Assignment 5. Hierarchical Clustering
This assignment requires that you use the similarity matrix computed assignment 3. We will provide the matrix for consistency. Implement (in Java or Python) and turn in the following hierarchical clustering program.
Part 1. Pseudo-Code for Hierarchical Clustering.
- Initialize each cluster to be a singleton. I suggest that you use the java utility BitSet to do this. So initially you will have 10 BitSets, each with a single bit turned on. You might keep these BitSets is a List or ArrayList(that will be more convenient than an array).

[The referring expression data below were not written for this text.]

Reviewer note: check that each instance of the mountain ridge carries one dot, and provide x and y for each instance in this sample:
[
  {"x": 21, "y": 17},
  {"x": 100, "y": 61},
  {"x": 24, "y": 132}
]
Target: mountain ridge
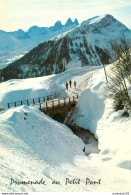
[
  {"x": 86, "y": 45},
  {"x": 16, "y": 43}
]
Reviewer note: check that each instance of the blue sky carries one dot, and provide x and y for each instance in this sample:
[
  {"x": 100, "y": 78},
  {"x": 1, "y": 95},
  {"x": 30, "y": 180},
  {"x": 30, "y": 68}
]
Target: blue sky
[{"x": 16, "y": 14}]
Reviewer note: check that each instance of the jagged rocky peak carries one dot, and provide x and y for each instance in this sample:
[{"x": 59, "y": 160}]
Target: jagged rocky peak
[
  {"x": 69, "y": 22},
  {"x": 58, "y": 24},
  {"x": 105, "y": 20},
  {"x": 76, "y": 22}
]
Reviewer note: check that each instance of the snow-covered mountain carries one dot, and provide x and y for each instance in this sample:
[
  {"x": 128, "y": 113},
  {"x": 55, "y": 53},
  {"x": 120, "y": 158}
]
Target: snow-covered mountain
[
  {"x": 87, "y": 44},
  {"x": 34, "y": 146},
  {"x": 15, "y": 44}
]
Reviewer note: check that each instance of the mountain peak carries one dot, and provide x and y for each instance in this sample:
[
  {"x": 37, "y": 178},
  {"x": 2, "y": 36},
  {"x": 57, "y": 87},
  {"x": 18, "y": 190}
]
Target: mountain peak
[
  {"x": 104, "y": 20},
  {"x": 76, "y": 22},
  {"x": 69, "y": 22},
  {"x": 58, "y": 24}
]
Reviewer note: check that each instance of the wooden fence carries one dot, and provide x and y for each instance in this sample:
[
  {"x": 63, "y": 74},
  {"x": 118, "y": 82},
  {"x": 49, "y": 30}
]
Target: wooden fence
[
  {"x": 57, "y": 103},
  {"x": 30, "y": 101}
]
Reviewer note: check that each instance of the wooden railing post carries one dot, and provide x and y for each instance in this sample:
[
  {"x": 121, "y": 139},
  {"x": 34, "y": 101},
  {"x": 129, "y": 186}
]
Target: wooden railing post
[
  {"x": 28, "y": 102},
  {"x": 40, "y": 106},
  {"x": 53, "y": 104},
  {"x": 59, "y": 102},
  {"x": 46, "y": 105},
  {"x": 69, "y": 100}
]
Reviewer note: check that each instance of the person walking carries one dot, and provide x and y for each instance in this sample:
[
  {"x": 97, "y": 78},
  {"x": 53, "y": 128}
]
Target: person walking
[
  {"x": 70, "y": 82},
  {"x": 66, "y": 85},
  {"x": 75, "y": 84}
]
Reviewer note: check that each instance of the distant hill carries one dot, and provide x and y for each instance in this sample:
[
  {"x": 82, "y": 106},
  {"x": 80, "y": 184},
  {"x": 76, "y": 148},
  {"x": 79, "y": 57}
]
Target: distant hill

- While more than one cluster exists do:
- Find the two closest clusters. The similarity between two clusters is the average similarity between all pairs, one member from each of the clusters. The similarity between any two elements is given by the similarity matrix.
- Now output the elements of the two closest clusters and their union. (No change to any data structures).

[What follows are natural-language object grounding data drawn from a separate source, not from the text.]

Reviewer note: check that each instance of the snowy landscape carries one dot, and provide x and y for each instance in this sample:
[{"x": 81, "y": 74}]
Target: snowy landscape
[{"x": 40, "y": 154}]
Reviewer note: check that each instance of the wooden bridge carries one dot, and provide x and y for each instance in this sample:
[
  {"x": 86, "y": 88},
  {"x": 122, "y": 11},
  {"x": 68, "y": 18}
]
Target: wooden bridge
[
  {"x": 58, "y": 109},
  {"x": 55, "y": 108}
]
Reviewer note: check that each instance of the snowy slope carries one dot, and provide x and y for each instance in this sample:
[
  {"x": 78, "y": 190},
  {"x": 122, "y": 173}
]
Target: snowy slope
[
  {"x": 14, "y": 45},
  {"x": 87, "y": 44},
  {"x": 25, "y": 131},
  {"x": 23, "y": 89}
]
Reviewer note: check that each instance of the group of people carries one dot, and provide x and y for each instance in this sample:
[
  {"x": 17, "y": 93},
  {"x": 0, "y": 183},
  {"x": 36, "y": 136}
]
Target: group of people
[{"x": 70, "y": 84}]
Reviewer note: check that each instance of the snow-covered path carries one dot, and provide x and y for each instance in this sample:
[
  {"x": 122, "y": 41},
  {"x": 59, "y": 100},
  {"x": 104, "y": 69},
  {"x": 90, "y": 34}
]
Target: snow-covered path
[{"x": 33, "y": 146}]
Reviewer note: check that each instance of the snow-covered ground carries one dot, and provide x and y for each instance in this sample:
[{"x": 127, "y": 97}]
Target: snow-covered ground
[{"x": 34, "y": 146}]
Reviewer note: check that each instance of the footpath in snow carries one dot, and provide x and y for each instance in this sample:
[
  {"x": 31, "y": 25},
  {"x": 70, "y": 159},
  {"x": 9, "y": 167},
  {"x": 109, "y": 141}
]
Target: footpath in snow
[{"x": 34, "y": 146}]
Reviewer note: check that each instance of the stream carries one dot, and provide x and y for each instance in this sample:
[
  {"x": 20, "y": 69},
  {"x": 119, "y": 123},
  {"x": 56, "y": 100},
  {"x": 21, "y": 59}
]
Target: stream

- Remove one of the clusters and replace the other by the union of the two.
- back to the beginning of the while loop
Part 2.
- Put the output of your program in a *.doc file.
- What is the time complexity for finding the distance between two clusters, in the worse case?
- What is the time complexity for finding the two closest clusters?
- What is the time complexity for the entire algorithm?
- In your clustering there is one time that a 5-cluster (a cluster with 5 elements) is merged with a 3 cluster. Looking back at the original virus file, and only at the year property of each virus, what property is true for elements of the 5-cluster? What property is true for all elements in the 3-cluster?